The comment gave me pause. I always considered myself a feminist. I teased mercilessly my mother’s friends who resorted to all kinds of procedures and ended up with inflated lips and new cheekbones. I always said I would never….very easy to think from the perch of your 30s when having to contend with saggy skin and very few obvious returns on aging feel like a lifetime away.
Then I justified this latest inclination to ameliorate my looks to wanting to feel good about myself and not letting others influence my personal decisions or, worse, telling me how I should feel. My blogging partner Sofagirl and I have always been in the camp of, “If it makes you feel good, it’s up to you.”
Lately, though – and Jackie’s comment has helped crystallize my feelings – I am not so sure it’s about how I feel or how I feel I should feel. How much is my need to wake up in the morning and being met by a refreshed appearance (that’s all I am looking for – not pumped up lips or new cheeks) in the mirror and how much is involuntary outside pressure weighing on me. Would I feel different if I lived somewhere else and wasn’t perpetually confronted with women whose aging process stopped somewhere between 40 and 50?

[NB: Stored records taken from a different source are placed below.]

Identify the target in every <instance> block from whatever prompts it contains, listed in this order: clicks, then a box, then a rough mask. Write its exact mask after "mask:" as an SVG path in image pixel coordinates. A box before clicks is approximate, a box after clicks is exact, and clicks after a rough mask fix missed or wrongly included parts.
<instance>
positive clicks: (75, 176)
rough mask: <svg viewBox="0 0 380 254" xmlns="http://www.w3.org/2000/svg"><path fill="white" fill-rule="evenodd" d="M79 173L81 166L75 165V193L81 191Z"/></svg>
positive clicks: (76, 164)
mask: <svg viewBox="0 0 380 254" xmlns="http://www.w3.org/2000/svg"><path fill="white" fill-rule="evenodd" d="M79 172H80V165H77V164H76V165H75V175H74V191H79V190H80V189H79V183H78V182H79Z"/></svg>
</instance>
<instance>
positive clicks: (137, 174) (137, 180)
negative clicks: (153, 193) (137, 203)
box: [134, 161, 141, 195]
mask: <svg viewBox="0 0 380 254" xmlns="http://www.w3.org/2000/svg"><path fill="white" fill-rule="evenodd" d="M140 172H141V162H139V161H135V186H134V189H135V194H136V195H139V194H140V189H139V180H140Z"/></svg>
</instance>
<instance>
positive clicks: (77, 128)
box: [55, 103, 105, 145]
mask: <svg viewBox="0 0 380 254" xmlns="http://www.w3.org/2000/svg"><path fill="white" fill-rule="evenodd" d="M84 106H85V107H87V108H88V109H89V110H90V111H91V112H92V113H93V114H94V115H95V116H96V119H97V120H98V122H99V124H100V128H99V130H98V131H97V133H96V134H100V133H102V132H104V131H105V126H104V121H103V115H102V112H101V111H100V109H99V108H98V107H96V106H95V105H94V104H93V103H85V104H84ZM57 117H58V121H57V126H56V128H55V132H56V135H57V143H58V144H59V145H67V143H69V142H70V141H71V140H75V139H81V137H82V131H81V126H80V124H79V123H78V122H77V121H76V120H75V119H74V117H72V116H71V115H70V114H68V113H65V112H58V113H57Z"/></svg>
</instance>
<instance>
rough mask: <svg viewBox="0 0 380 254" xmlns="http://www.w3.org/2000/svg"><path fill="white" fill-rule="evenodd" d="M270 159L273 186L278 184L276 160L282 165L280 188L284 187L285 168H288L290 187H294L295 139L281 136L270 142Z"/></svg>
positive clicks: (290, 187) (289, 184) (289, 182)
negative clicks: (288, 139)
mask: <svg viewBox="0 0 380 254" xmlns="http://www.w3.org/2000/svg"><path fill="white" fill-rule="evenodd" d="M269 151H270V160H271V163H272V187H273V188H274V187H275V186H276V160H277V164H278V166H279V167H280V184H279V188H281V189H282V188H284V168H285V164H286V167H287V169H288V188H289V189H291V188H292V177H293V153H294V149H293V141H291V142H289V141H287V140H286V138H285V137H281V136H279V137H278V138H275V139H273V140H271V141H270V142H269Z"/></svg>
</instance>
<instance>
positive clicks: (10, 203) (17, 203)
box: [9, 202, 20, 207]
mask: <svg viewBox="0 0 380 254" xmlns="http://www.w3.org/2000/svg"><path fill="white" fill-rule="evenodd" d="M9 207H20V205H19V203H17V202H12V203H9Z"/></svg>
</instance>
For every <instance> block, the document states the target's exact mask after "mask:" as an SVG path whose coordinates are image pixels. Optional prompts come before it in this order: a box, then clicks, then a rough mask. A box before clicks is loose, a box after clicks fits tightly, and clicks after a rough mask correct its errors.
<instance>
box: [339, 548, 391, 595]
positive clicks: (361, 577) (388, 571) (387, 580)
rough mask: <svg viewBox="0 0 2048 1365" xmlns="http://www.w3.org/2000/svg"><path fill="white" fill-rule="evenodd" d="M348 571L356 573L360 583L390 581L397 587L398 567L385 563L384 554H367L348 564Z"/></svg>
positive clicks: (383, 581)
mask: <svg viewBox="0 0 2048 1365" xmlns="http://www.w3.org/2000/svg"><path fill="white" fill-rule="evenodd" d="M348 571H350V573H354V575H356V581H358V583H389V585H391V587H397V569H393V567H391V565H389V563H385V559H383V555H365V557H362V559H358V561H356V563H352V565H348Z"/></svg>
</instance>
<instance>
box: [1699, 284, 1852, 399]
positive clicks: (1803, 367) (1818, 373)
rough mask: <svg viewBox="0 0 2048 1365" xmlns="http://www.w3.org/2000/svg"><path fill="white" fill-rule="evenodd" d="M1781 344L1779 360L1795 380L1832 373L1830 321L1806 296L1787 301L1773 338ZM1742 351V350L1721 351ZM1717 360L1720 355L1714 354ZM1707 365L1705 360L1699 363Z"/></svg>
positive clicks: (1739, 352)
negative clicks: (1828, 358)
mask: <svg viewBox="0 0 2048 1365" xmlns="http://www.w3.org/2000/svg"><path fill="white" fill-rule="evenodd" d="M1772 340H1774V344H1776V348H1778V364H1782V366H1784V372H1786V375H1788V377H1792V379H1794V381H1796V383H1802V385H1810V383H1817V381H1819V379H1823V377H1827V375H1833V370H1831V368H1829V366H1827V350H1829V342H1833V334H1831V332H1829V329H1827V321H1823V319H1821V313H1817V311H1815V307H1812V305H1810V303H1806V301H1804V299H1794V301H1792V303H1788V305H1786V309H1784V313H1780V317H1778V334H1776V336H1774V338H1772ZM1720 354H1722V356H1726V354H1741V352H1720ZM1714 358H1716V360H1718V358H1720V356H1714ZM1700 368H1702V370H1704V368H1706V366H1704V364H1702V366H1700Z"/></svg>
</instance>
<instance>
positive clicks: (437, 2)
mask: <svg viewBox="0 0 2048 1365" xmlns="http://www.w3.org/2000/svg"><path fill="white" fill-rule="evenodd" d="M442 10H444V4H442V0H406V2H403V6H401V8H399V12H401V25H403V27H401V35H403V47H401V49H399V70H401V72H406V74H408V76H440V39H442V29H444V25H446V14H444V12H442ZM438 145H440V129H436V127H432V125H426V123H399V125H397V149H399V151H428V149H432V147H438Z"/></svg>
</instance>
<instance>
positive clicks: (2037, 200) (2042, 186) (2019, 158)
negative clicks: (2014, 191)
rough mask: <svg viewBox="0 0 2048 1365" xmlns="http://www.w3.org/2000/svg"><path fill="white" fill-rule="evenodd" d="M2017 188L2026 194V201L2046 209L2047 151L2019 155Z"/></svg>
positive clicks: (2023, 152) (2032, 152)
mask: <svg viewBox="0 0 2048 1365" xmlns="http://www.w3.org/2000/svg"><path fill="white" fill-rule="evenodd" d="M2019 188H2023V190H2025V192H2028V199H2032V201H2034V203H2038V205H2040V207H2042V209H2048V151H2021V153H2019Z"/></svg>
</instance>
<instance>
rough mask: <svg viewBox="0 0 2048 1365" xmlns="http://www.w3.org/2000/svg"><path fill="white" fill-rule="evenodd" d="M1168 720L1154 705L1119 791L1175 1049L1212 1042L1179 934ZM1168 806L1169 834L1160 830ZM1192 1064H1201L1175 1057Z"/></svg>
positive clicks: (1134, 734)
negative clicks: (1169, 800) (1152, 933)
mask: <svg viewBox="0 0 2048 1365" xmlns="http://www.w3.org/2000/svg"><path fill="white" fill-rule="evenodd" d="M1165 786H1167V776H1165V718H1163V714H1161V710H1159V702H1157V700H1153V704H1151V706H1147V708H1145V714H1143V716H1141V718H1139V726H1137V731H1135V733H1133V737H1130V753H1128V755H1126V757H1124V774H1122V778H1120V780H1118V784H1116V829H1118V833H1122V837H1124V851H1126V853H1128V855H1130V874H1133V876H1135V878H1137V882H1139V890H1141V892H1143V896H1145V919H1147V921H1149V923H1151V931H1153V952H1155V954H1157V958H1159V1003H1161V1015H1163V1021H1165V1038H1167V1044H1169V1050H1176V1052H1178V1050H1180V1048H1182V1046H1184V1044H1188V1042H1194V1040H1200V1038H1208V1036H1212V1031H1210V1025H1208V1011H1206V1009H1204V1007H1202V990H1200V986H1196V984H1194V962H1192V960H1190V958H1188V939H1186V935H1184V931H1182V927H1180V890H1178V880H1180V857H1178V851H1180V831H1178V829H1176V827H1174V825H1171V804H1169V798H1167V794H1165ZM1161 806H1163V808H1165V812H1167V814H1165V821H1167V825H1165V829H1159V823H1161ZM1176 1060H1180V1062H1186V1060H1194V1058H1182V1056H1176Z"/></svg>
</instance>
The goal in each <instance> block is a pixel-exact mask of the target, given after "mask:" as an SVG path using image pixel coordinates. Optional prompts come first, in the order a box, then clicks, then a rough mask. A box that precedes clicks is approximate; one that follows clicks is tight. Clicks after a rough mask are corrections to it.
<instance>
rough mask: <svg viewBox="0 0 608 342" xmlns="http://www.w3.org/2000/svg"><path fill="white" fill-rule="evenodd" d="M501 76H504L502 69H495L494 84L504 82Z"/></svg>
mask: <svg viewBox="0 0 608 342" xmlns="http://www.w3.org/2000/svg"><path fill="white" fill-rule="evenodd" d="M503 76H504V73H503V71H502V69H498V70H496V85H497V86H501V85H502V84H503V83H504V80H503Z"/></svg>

Would being brave in a more natural approach to aging make feel, indeed, revolutionary? Or would it just make me avoid mirrors? Two people I hadn’t seen in thirty years, whom I met over the course of the last six months, both said to me, “You look more beautiful now than you did at 19.” While I don’t believe the objectivity of this statement for one second, I know what they mean: I exude a hell of a lot more confidence, I know who I am, hence I am more attractive. Yet, when I look in the mirror, all I can focus on are the lines and the sag, as if I never grew out of the insecurities of adolescence. Perhaps I never did.
So I am adding acceptance of my wrinkles and tired eyes to the list of things about myself I need to make peace with. See how it goes. If I can come to terms with my personality flaws, why not the progress of time writ large on my body? The way we look should go hand in hand with the aging process that happen on the inside but, more and more, it grows out of synch: as we age more vibrantly, as we stay healthy longer, we also want to hold on to our sexuality, our desirability that the society we live in prize so much. I understand that.
I also understand that what happens on the inside cannot be frozen in time by surgery or fillers: our expressions change, our eyes no longer open wide in wonder but are more reflective of our experiences and our wisdom.
As far as I am concerned, for now, the jury is still out. If I get to the point when facing the mirror becomes a struggle, well….I sure live in the right place…
Jennifer
Wednesday 3rd of June 2015
Well thought out. I've had Botox injected into my forehead furrows for almost 15 years. I squint, and the furrow lines made me look angry, which I'm not. I think we need to let women do as they please with their own faces without head trips or criticism. Acceptance is wonderful. What works for you is your choice. But if you do change your mind you are absolutely in the right location to do something about it. Good for you!
camparigirl
Wednesday 3rd of June 2015
Thank you for saying that. And, for the record, it's exactly that frown line between my eyebrows (or shall I call it a burrow??) that bothers me the most!